Menstrual migraines: Which options and when?
Would your patient benefit from abortive therapy or prophylactic treatment? And which regimen is likely to provide the best—and safest—relief? Read on.
Estrogen: Prescribing criteria are strict
Most studies examining the role of exogenous estrogen in reducing menstrual migraines have used topical estrogen (either in patch or gel formulations) in the perimenstrual window (TABLE 211-16). The topical estrogen route has been examined, in particular, as it is presumed to confer less risk of hypercoagulability by avoiding first-pass metabolism. However, there is conflicting evidence on this issue, in particular regarding premenopausal women.13,25 Additionally, many of the studies of estrogen supplementation show a trend toward increased headache once estrogen is discontinued, presumably due to estrogen withdrawal.10,24
That said, one study by MacGregor, et al demonstrates that the use of estradiol gel in the perimenstrual window leads to a 22% reduction in migraine days as well as less severe migrainous symptoms.26 This trend has been demonstrated in other studies examining estrogen supplementation. Of note, the estrogen studies generally are small, older, and of fair to poor quality.11 These studies have used higher doses of estrogen than are commonly used for contraception today because lower doses of estrogen seem not to have the same impact on migraine.5,24
As for COCs, with either normal or extended cycling, data are more mixed than for estrogen supplementation alone; equivalent numbers of women experience improvement, no change, or worsening of their headache pattern. Many women have continuing or worsening migraines in the hormone-free week, and thus most studies have examined the use of extended cycling COCs.5 Sulak, et al demonstrated a statistically significant reduction in headache frequency using extended-cycling COCs, though they did not examine MRM in particular.27 The efficacy of extended-cycling COCs for reduction of MRM was confirmed by Coffee and colleagues with a small but statistically significant decrease in daily headache scores.28
Adverse effects. All estrogen therapies pose the risk of adverse effects (deep vein thrombosis, hypertension, breast tenderness, nausea, etc).

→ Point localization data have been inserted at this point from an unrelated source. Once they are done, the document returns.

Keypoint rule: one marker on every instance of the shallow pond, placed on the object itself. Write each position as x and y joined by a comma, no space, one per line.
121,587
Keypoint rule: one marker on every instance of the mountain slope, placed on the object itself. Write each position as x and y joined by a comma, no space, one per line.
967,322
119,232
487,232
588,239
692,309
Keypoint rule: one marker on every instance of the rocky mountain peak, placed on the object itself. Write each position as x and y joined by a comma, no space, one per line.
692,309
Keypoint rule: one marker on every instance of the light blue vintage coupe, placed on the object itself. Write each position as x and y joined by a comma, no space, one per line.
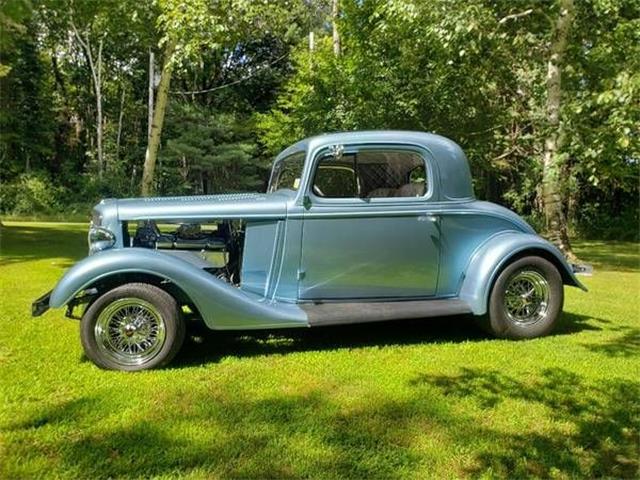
354,227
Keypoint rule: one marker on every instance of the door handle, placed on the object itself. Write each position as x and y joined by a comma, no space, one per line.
429,218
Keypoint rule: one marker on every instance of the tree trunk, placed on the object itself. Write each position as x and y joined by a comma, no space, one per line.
99,126
151,155
552,200
151,86
120,117
335,12
96,76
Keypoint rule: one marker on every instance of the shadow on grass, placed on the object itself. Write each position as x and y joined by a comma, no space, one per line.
625,345
24,243
212,346
209,432
603,419
618,256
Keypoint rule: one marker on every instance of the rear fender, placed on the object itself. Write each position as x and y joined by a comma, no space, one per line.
497,252
221,305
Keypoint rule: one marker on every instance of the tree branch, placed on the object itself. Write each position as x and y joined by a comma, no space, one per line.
514,16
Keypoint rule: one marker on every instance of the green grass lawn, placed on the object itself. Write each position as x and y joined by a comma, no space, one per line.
428,398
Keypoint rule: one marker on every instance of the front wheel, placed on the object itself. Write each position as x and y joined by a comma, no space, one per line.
136,326
526,299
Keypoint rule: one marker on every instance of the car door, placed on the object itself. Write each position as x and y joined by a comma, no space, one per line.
367,227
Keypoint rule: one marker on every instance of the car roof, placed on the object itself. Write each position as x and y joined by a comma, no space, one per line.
451,162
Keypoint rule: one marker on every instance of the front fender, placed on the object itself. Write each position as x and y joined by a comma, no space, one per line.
490,257
221,305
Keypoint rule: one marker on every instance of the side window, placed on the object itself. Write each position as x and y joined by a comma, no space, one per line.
336,178
371,173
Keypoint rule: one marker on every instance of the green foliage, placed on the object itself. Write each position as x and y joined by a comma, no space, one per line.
247,86
30,195
476,73
208,152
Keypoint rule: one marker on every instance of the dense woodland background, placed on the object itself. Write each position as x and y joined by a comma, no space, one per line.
241,79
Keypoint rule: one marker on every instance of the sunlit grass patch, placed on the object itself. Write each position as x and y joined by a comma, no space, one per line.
417,399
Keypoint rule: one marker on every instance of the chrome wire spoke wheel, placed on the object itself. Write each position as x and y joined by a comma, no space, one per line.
131,331
526,297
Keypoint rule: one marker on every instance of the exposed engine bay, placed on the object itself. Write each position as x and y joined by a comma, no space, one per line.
219,245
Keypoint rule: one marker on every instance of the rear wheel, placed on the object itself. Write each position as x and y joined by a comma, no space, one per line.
526,299
136,326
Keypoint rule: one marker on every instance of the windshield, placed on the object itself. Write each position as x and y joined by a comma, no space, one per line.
287,172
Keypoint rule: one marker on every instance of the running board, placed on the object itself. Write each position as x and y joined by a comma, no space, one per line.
359,312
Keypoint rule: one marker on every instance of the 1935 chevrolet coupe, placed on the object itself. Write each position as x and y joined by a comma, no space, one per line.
354,227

Additionally, estrogen supplementation may actually trigger migraines in some women if, when it is discontinued, the blood estrogen level does not remain above a threshold concentration.5,10,24 Estrogen may also trigger migraine in previously headache-free women and may convert migraine without aura into migraine with aura. In either case, therapy should be stopped.5,24
There is promising evidence from 2 small RCTs and one observational trial that progestin-only contraceptive pills (POP) may reduce the frequency and severity of menstrual migraines (TABLE 211-16). More prospective data are needed to confirm this reduction, as there have not been specific studies examining other progesterone-only preparations to prevent menstrual migraines.